Exceptional Customer Service Certificate — Sara Clark, Maxine Cross, Robert Frye, Reynaldo Guerra, Deborah Houck, Michael Klug, Ashley Lavalette, Georgina Molina, Antra Pump, Seane Ronfeldt, Melodie Rufener, Victoria Stamm, Kevin Thoman, Cheryl Thomas, Peter Thomas, Carl Warner and Doreen Wisniewski.

Clark said the course taught her to “ask ourselves, ‘How do we interact with our students, and how are we serving them? Are we doing a good job … or a great job?'”

Ronfeldt said, “I realized the importance of teamwork and how much of an investment UT made in us; it is a wonderful institution.”

And Stamm discovered not to treat people by the Golden Rule, but rather “by the Platinum Rule, which is how they want to be treated.”

Managerial Finance and Budgeting Certificate — Donna Braswell, Jennifer Freeman, Brenda Humberston, Patricia Pertz, Marianne Pohlman, Meghan Rayfield, Mary Ann Schuster, Janet Sumner, Jason Toth, Denise Turk and Hesham Youssef.

Braswell said, “In the course of the classes, I learned the big picture about the budget.” Toth echoed the sentiment: “Thanks for the opportunity to get to know a lot of great individuals and what they go through, and for making me look at the University as a whole.”

Youssef observed, “UT has an amazing impact on my life. Through the course, I learned how to think outside the box, to analyze a problem and come up with a solution.”

Professional Human Resource Management Certificate — Joe Klep, Denise Shordt and Linda Torbet.

Klep said, “No matter how many years you have in your profession, these courses keep you up to date for the 21st century.”

Project Management Certificate — Melinda Adler, Gail Burgin, Scott Case, John Cavins, Dominic D’Emilio, Michael Haar, Alan Lasu, Carol Lawrence, Leslie Rhegness and John White.

Case said, “Project management is an art form to define processes and how long they take.” Lawrence observed, “The information I gained was value-added, and we walked away with an actual project that can be carried forward at UT.”

Six Sigma Certificate — Scott Case, John Cavins, Dominic D’Emilio, Diane Eisel, Rick Gerasimiak, Mary Kurtz, Michael Lowry, Joseph Manner, Marc Miller, Jim Nowaczyk and Robert Rahman.

Participants not only learned the Six Sigma principles, but they applied them throughout the course to specific projects and issues at the University.

For example, one team worked on the issue of charge capture reconciliation for the UT Medical Center Radiology Department and Laboratory. Delays in billing and reconciling charges for supplies resulted in lost revenue, increased processing labor charges, and a decline in patient satisfaction due to confusion about billing statements they received.

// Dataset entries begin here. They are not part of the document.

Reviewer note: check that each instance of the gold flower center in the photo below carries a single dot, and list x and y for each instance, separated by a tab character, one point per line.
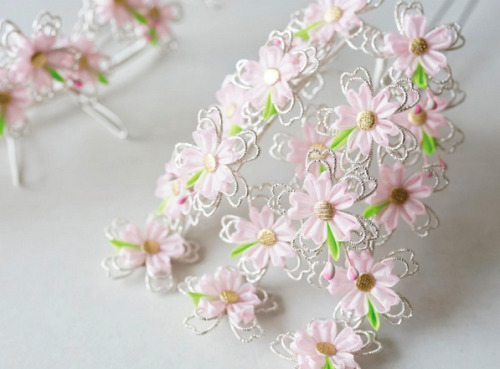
210	163
271	76
4	98
230	110
398	196
266	237
229	296
365	282
417	119
39	59
320	148
150	246
324	210
366	120
333	14
418	46
326	348
175	186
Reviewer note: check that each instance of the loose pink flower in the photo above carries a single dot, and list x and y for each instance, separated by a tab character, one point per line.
416	46
322	342
336	16
323	203
373	284
209	162
401	194
300	146
271	238
226	292
426	117
35	59
154	247
368	117
171	188
271	75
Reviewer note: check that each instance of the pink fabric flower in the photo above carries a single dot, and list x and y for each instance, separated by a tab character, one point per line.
35	58
13	101
89	63
231	99
300	146
211	160
334	15
322	342
271	75
416	46
227	293
323	203
272	238
401	194
120	11
373	283
368	117
171	188
155	247
426	116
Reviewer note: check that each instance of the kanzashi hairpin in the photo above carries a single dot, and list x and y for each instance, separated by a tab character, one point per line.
36	68
364	165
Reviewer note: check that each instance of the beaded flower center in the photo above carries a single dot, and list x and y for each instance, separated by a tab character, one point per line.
333	14
4	98
229	296
39	59
150	246
324	210
266	237
398	196
366	120
210	163
365	282
326	348
271	76
320	148
417	119
418	46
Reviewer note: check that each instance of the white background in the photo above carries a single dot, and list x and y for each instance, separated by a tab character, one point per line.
58	309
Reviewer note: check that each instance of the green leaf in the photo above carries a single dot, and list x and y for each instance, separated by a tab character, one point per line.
373	210
192	181
196	296
102	78
341	139
304	32
428	143
269	109
331	242
119	244
234	129
240	249
373	316
420	77
55	75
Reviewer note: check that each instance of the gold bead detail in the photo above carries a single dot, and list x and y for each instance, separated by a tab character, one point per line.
150	246
324	210
229	296
266	237
210	163
398	196
418	46
365	282
366	119
39	59
333	14
326	348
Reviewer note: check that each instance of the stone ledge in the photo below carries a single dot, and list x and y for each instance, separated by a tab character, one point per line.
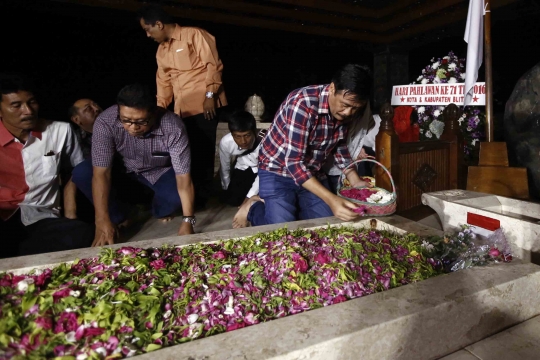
425	320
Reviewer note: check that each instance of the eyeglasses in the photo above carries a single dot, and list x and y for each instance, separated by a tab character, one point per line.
141	122
137	123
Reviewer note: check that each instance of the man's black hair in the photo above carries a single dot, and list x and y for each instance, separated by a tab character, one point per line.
72	111
11	83
137	96
242	121
355	80
152	13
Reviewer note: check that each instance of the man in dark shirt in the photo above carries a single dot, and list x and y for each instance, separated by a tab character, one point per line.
155	149
84	113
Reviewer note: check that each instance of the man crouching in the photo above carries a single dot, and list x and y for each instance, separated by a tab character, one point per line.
155	149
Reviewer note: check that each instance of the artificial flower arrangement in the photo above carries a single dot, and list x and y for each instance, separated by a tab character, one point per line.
132	300
449	69
464	249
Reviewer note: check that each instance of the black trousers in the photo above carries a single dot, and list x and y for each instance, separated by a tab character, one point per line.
202	140
241	182
46	235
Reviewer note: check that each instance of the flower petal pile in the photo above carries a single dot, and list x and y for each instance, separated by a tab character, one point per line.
131	300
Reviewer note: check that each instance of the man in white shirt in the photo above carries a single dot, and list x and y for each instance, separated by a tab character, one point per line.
33	152
240	148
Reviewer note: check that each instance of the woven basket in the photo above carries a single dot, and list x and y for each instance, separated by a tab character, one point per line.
372	209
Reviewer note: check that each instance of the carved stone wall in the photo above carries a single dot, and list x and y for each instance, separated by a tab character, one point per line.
522	127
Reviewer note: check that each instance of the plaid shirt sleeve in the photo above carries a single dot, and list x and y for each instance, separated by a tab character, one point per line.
342	156
179	150
297	125
103	147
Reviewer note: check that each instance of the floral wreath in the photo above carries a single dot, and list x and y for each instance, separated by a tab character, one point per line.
450	69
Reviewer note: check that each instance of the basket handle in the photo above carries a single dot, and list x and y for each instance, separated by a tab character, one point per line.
369	159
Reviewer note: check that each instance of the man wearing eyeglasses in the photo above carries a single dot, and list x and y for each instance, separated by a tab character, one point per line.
155	150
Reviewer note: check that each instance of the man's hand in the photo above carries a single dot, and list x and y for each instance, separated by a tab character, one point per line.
343	209
363	155
106	233
362	183
70	214
209	107
185	229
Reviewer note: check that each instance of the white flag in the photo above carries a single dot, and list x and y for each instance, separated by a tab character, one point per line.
474	37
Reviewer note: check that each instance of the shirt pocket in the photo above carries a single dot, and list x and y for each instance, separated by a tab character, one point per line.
161	160
184	58
50	165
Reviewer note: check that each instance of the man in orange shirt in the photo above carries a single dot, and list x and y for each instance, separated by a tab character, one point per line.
189	70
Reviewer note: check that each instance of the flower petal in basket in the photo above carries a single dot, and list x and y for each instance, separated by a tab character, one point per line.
437	128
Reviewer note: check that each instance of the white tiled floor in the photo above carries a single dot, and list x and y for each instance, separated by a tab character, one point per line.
216	217
519	342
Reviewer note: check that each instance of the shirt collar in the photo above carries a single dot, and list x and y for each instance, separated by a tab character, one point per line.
324	107
177	33
6	137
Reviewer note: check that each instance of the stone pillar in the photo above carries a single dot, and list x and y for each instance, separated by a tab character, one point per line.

Steps in the Six Sigma process on this project included listening to the voice of the customer, including internal customers, such as staff in radiology, laboratory and patient financial services, as well as listening to external customers, including patients and insurance companies.

Applying Six Sigma tools, such as documenting processes, measurements, analyses, and implementing improved operating procedures, led to the hospital receiving more rapid payment for services provided, adding to an improved financial bottom line.

“The impact on the customer is priceless,” Eisel said.

She added, “We had a great team; I learned from them and all the people we worked with. Everyone has a passion for their work and strives to make UT a better place. It is really important to see the Six Sigma process is meaningful.”

Kurtz, who worked with a team on a project to reduce the volume of calls to UT’s Information Technology Help Desk, said her experience with the Six Sigma process showed her “that even the smallest problem can impact everything. I see every day as a new opportunity.”

Lowry said, “Anytime you can add to your knowledge is a good thing, and this was all about going through a process that works and that you can improve over time.”

Chuck Lehnert, UT vice president of administration, said, “Most of my career, I have been involved with physical assets — buildings, land and equipment — which we keep in good, functioning shape. But our most valuable assets are people, and these courses are an investment in those assets.”